KirinDave · on Nov 8, 2008

This is interesting stuff (especially Cassandra), but I have to confess I've had nothing but troublesome and negative experiences with Thrift in my experiences with it, and right now I'd say that's the weakest link in this structure.

Thrift is fantastic when you're working in a C++-ish mode where CORBA-style IDL was as good as it got. But when it comes time to try and build something more flexible in terms of the protocol, or interface with scripting languages like Python which depends on a less typed kind of architecture, you're going to hit a lot of growing pains.

For example, I work on a project (which you can see public code for, check my github for Fuzed) that we'd like to look into providing a generic thrift interface for. But so far the Thrift infrastructure, despite being entirely capable of it, doesn't seem to show much interest in embracing flexible or generic protocols. Everything needs to be big-banged out up front, and this just doesn't jive with larger meta-projects building out fault-tolerant and flexible infrastructure that Hadoop doesn't meet the needs of.

This post's intent is not to say, "Thrift is terrible." Indeed, it is awesome at what it currently does. But if you want to go beyond that you're going to have to invest significant time and resources to get the protocol that binds all these amazing services up to snuff.

shailesh · on Nov 9, 2008

Interesting stuff. I also noticed another article that explains how to configure and use Scribe for Hadoop Log collection:

http://www.cloudera.com/blog/2008/11/02/configuring-and-usin...

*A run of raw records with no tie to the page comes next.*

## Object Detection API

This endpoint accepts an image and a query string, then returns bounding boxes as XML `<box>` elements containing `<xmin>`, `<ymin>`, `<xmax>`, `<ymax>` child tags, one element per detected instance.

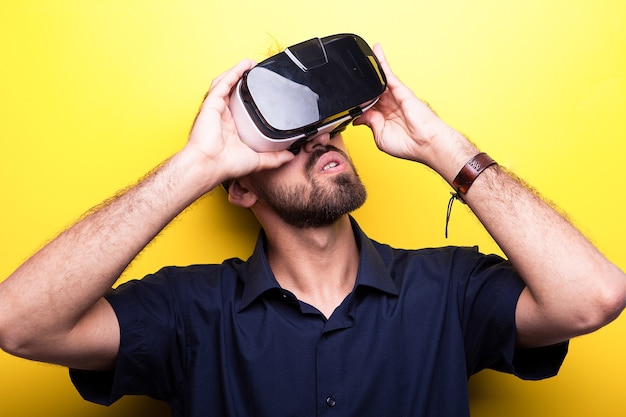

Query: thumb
<box><xmin>256</xmin><ymin>150</ymin><xmax>295</xmax><ymax>171</ymax></box>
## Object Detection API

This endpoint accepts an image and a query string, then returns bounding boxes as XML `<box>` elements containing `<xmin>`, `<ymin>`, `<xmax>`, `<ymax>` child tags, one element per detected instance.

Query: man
<box><xmin>0</xmin><ymin>46</ymin><xmax>626</xmax><ymax>416</ymax></box>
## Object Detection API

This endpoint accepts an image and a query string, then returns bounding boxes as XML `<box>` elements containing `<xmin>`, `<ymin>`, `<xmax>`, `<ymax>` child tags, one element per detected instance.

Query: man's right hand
<box><xmin>182</xmin><ymin>60</ymin><xmax>294</xmax><ymax>191</ymax></box>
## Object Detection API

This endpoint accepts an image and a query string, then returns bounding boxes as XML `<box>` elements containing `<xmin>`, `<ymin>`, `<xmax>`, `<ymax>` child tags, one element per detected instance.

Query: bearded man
<box><xmin>0</xmin><ymin>46</ymin><xmax>626</xmax><ymax>417</ymax></box>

The e-mail address at the end of the article goes to support id. That is a good way to attract customers in startup mode.

DenisM · on Nov 8, 2008

Amazing stuff.

I am particularly interested in Scribe:

A Thrift service for distributed logfile collection. Scribe was designed to run as a daemon process on every node in your data center and to forward log files from any process running on that machine back to a central pool of aggregators. Because of its ubiquity, a major design point was to make Scribe consume as little CPU as possible.